Accelerating Physics-Based Electromigration Analysis via Rational Krylov Subspaces
Sheldon X. -D. Tan, Haotian Lu
TL;DR
Electromigration reliability analysis in nanometer-scale interconnects requires solving Korhonen's EM PDEs on large interconnect trees, which is computationally demanding with finite-difference methods. The authors propose two rational Krylov-based frameworks: ExtRaKrylovEM, a frequency-domain reduction, and EiRaKrylovEM, a time-domain exponential-integration approach, both guided by shift times tied to critical dynamics such as nucleation $t_{\mathrm{nuc}}$ and post-void steady state. A gradient-descent–style coordinate-descent optimization automatically selects reduction orders and shift times to minimize nucleation-time and resistance-change errors, with residual estimators aiding accuracy control. Experimental results on synthetic and industry-scale grids show 20–500× speedups with sub-0.1% errors using only 4–6 Krylov orders, while conventional extended Krylov methods require 50+ orders and incur larger nucleation-time errors, enabling scalable EM-aware optimization and stochastic analysis.
Abstract
Electromigration (EM) induced stress evolution is a major reliability challenge in nanometer-scale VLSI interconnects. Accurate EM analysis requires solving stress-governing partial differential equations over large interconnect trees, which is computationally expensive using conventional finite-difference methods. This work proposes two fast EM stress analysis techniques based on rational Krylov subspace reduction. Unlike traditional Krylov methods that expand around zero frequency, rational Krylov methods enable expansion at selected time constants, aligning directly with metrics such as nucleation and steady-state times and producing compact reduced models with minimal accuracy loss.
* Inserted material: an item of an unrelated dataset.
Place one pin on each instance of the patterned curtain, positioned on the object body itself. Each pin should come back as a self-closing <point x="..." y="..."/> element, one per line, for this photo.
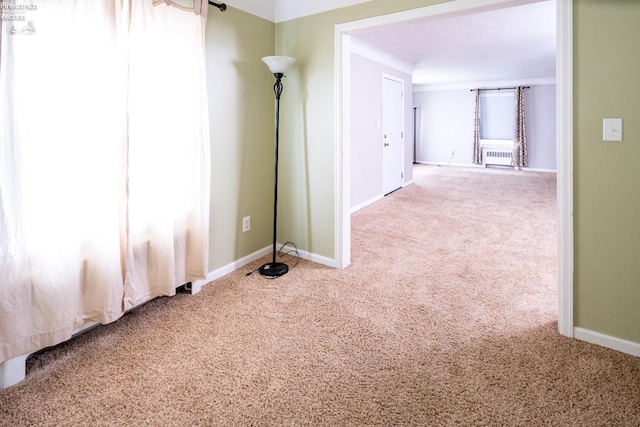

Two complementary frameworks are developed: a frequency-domain extended rational Krylov method, ExtRaKrylovEM, and a time-domain rational Krylov exponential integration method, EiRaKrylovEM. We show that the accuracy of both methods depends strongly on the choice of expansion point, or shift time, and demonstrate that effective shift times are typically close to times of interest such as nucleation or post-void steady state. Based on this observation, a coordinate descent optimization strategy is introduced to automatically determine optimal reduction orders and shift times for both nucleation and post-void phases. Experimental results on synthesized structures and industry-scale power grids show that the proposed methods achieve orders-of-magnitude improvements in efficiency and accuracy over finite-difference solutions. Using only 4 to 6 Krylov orders, the methods achieve sub-0.1 percent error in nucleation time and resistance change predictions while delivering 20 to 500 times speedup. In contrast, standard extended Krylov methods require more than 50 orders and still incur 10 to 20 percent nucleation time error, limiting their practicality for EM-aware optimization and stochastic EM analysis.